Indigenous Academic Delegate

Angele Alook

Dr. Angele Alook is a Nehiyaw Iskwew and mother from Bigstone Cree Nation in Treaty 8 territory.

She is an Assistant Professor in the School of Gender, Sexuality and Women’s Studies at York University. She currently teaches the first year Introductory to Gender and Women’s Studies course, and she teaches the second-year course on Race, Gender, and Sexuality where she focuses on a critical interdisciplinary approach to power and difference, examining settler colonialism, anti-racist feminism, queer studies, sexuality studies, and intersectional approaches to feminism. She identifies as an anti-racist Indigenous feminist, who specialized in Canadian race relations in her PhD studies. Prior to returning to York University, she worked in the labour movement as a researcher where she focused on gender and the workplace, harassment and discrimination, conflict management, and where she acted as an advisor on environmental and human rights issues.

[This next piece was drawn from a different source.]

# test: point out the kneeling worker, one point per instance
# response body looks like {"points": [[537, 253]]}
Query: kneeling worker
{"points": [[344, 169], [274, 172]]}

As a member of Bigstone Cree Nation, her research has mainly focused on the political economy of oil and gas in Alberta. She specializes in Indigenous feminisms, life course approaches, Indigenous research methodologies, cultural identity, and the sociology of family and work. In 2019, she attended COP25 with observer status as part of the York University Delegation at the UNFCCC. She recently joined the editorial board of the Studies in Political Economy journal, which she is very excited about. As a proud union member, this year she has taken on the role of Indigenous Caucus Union Representative with YUFA.  

She is a co-investigator on the SSHRC-funded (Partnership Grant) Corporate Mapping Project, where she is completed research with the Parkland Institute on Indigenous experiences in Alberta’s oil industry and its gendered impact on working families.

Angele is a member of the Just Powers research team, which is a SSHRC-funded Insight Grant. In this project she is researching traditional subsistence practices in her Indigenous community; simultaneously, she is investigating the practices of settler allies who are also stewards of the land in her traditional territory, all while exploring peoples’ relationships to industry in the area. Through the Just Powers project Angele has been able to produce a documentary called "Pîkopayin: It is broken" which features stories on the land with Indigenous traditional land users, environmental officers, and elders. She is interested in synergies and disjunctures between ways of being, knowing and doing on Bigstone lands. She is directing her research toward a just transition of Alberta’s economy and labour force and the impact climate change has on traditional Treaty 8 territory.